Donald Trump is the president now, and no amount of controversy or trying to wake up will change that. Yet he continues to insist that voter fraud tainted the election he won. Speaking to senators last week, he said that thousands of illegal voters were bussed in to New Hampshire to swing the state for Hillary Clinton. On Friday, Federal Elections Commissioner Ellen Weintraub called on Trump to provide her office with evidence of this scheme. He did not. Neither did his adviser/mouthpiece Stephen Miller, who appeared on ABC News Sunday morning to produce this masterpiece of dishonesty:
So now we need a term for the converse maneuver to Total Fucking Denial: Total Fucking Assertion. Stephanopoulos keeps returning to the question of whether the Trump administration has any evidence that voter fraud occurred, and Miller keeps insisting that everyone knows it did.
“This issue of bussing voters into New Hampshire is widely known by anyone who’s worked in New Hampshire politics,” he says for the first time at :30. Over the next three minutes, he repeats this claim again and again.

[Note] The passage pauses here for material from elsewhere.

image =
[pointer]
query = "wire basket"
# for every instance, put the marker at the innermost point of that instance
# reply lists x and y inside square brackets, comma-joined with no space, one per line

He also trots out the familiar statistics without substance—the remark that “millions of people are registered in two states” is particularly exasperating, since that doesn’t mean any of them travel to two states to vote on election day—but he keeps returning to his central thesis: everyone in New Hampshire knows this is happening. Everyone knows it so much that Miller doesn’t need to cite evidence. But everyone knows it. It’s very serious. Everyone knows it’s happening.

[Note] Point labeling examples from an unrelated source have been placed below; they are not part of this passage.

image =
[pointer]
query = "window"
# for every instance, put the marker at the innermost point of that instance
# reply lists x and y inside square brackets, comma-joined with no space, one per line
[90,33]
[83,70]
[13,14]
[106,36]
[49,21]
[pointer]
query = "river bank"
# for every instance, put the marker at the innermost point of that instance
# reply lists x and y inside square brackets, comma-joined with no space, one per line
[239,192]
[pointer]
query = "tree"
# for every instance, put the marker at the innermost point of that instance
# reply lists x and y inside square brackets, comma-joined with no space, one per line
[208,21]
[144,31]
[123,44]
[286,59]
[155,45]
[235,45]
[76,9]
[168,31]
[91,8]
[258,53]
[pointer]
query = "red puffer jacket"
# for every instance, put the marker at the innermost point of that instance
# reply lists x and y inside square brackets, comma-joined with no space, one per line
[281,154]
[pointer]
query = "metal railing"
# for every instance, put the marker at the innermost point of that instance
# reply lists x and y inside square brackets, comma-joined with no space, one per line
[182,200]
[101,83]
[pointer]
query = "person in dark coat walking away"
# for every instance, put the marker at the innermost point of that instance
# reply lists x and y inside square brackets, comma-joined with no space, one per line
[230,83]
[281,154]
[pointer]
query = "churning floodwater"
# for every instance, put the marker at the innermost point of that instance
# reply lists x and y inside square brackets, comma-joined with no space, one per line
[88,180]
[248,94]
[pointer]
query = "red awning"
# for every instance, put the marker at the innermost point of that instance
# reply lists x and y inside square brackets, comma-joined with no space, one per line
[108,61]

In Total Fucking Denial, the liar insists that something isn’t true despite overwhelming evidence. The man in this video—which contains swearing, mild violence, and a lot of high-register whining—gets caught going at his neighbor’s doorknob with pliers and a screwdriver but insists he wasn’t breaking in. There was something wrong with his door, he says, and he needed to take apart someone else’s to see how doors work. That’s TFD. There’s no way our burglar is going to convince the man behind the camera that he was only teaching himself locksmithing, but that’s not his objective. He realizes the situation will get worse not when the cameraman realizes he’s lying—since that’s already happened—but only when he admits he’s lying. That’s what TFD is for: situations in which the worst outcome only happens when you acknowledge the lie.
Miller takes a similar tack in the clip above. But his version of Total Fucking Assertion enjoys an advantage over TFD, in that you can’t prove a negative. Stephanopoulos cannot prove that voter fraud in New Hampshire didn’t happen. He can only demand evidence for Miller’s dubious claim that it did. Miller doesn’t have that, but he knows one weak form of evidence is just saying something over and over. He keeps repeating that “everybody knows” thousands of people were bussed in to New Hampshire to vote illegally. Stephanopoulos doesn’t believe him, but some people watching at home probably will.

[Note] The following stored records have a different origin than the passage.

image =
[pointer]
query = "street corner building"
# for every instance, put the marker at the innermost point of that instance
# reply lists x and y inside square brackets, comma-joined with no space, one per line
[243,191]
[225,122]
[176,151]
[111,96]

That’s the other difference between TFD and Total Fucking Assertion: TFA is for an audience. If the last year has taught us anything, it’s that you don’t need evidence to convince a lot of people. You can just keep repeating the same baseless claim, and eventually it will become well-known enough that it stops being a question of true or false and becomes a question of Republican or Democrat, real news or fake news, pro-Trump or anti-. Once people decide that a statement is political, they’re willing to believe anything. That’s what Stephen Miller is exploiting here, because he is a bad person. I hope he runs out of sleep medicine and has to think about it.